Most of us are heading back to the classroom pretty soon- tidying up our rooms and refreshing the walls by incorporating a new theme or perhaps decorating with hot finds from the Target Dollar Bin.
And ya know what… at the beginning of the year, my classroom always looks SO NEAT starting out- all fresh and ready for creating!
But little by little, the “stuff” accumulates- and come May, every open shelf, flat surface and board is COVERED with projects and supplies!
Over the course of the school year, I tend to find things that I *should* have planned a spot to store, but forgot! Other things I’m glad I *actually* remembered to plan storage for ahead of time.
Now, I consider a few things that help me thoroughly think through all the storage for my classroom.

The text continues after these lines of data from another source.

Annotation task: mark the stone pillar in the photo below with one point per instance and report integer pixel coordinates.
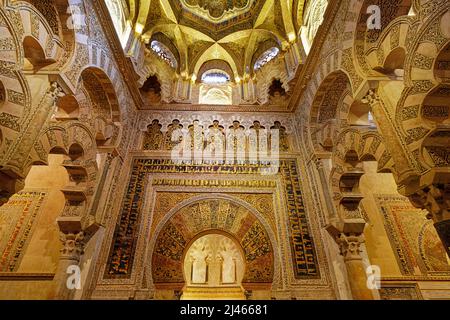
(387, 128)
(349, 246)
(436, 200)
(349, 237)
(73, 246)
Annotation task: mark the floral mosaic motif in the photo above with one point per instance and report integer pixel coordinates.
(17, 218)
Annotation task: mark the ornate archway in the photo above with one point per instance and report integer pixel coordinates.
(207, 216)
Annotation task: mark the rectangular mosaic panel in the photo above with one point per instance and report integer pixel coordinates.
(120, 260)
(17, 215)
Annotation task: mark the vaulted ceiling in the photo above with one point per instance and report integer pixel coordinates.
(233, 31)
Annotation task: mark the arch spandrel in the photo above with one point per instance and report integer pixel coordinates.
(212, 216)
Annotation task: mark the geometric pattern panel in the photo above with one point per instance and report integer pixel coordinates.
(413, 237)
(17, 218)
(122, 251)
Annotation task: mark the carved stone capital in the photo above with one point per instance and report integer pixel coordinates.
(349, 246)
(73, 245)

The first thing I decide every year is where to place the drying area for wet artwork/projects. I found that everything else gets determined by where the wet work goes.
For my classroom, the spot for my drying racks usually end up being close to the sink.

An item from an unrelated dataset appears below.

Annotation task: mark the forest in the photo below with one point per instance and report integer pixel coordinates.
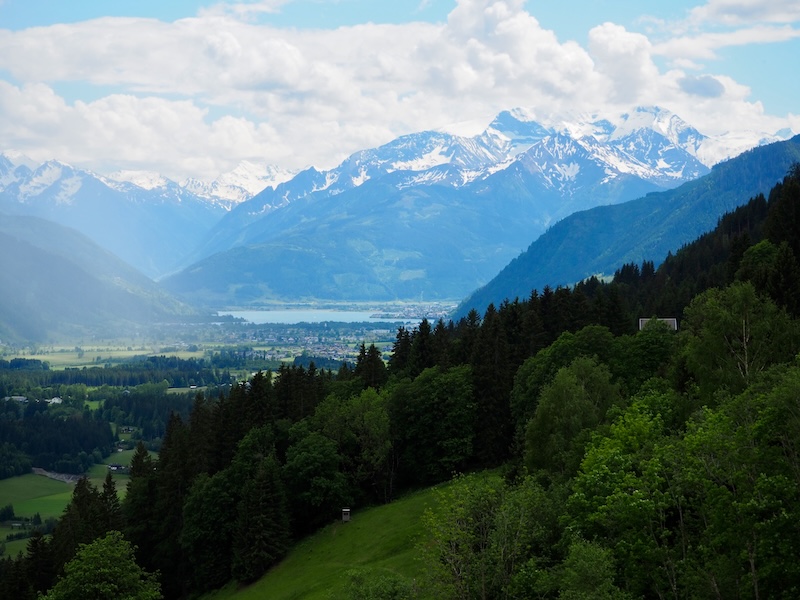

Next, I need a designated storage space for each student’s work. I keep their work-in-progress in drawers, grouped by class.
I use drawers to store each class’ work until the project is complete, then send it with their teachers- usually after it’s uploaded to the online art gallery, Artsonia.
For the older students, I have them store their finished work inside their portfolios.
I immediately think of 2D artwork, but I’ve always forgotten to designate storage for our 3D projects, which I wind up clearing off a shelf last minute… (Making a promise to myself that I will TRY to avoid that this year!)
For my project storage, I need labels. I have used everything from regular masking tape, to official labels printed on my (beloved) label maker.
And if it isn’t enough to have to find a safe place for every single student’s project, we also have the unique challenge of finding ways to store our supplies and materials.
A few weeks in to every year, I am reminded of my a love/hate relationship with the arrival of my supply order!
Those boxes of supplies come in like it’s Christmas morning, “YAY!”
But then, we are faced with trying to find a place for all of the stuff, “UGH!”
It really is a blessing and a curse!
I’ve found that I first need to design a ‘staging’ area for the prepped supplies- you know, the precut cardstock or the special markers you only bring out for this specific project.
For student accessible storage, I keep markers, crayons, paper, etc on open shelving, grouped by material and categorized by warm, cool and neutral.
My drawing area is stocked with sharpened pencils, sharpeners and erasers. It’s in a spot local to my desk and the students’ desks.
Though most of my art room supplies are out for maximum student accessibility, I keep my extras in longer term storage area in a closet. Things like fingerpaint and liquid watercolor are located in a closet with shelves, inside clear boxes, which I have (mostly) labeled.
In addition to keeping projects stored safe, I also need to keep my materials in “project-ready” condition.
But, I’ll admit- finding space for storing materials has been one of the trickier parts of teaching for me.
I like to have everything out and ready to go, so I found a few storage tricks to help me keep the materials I need for teaching art concepts close at hand.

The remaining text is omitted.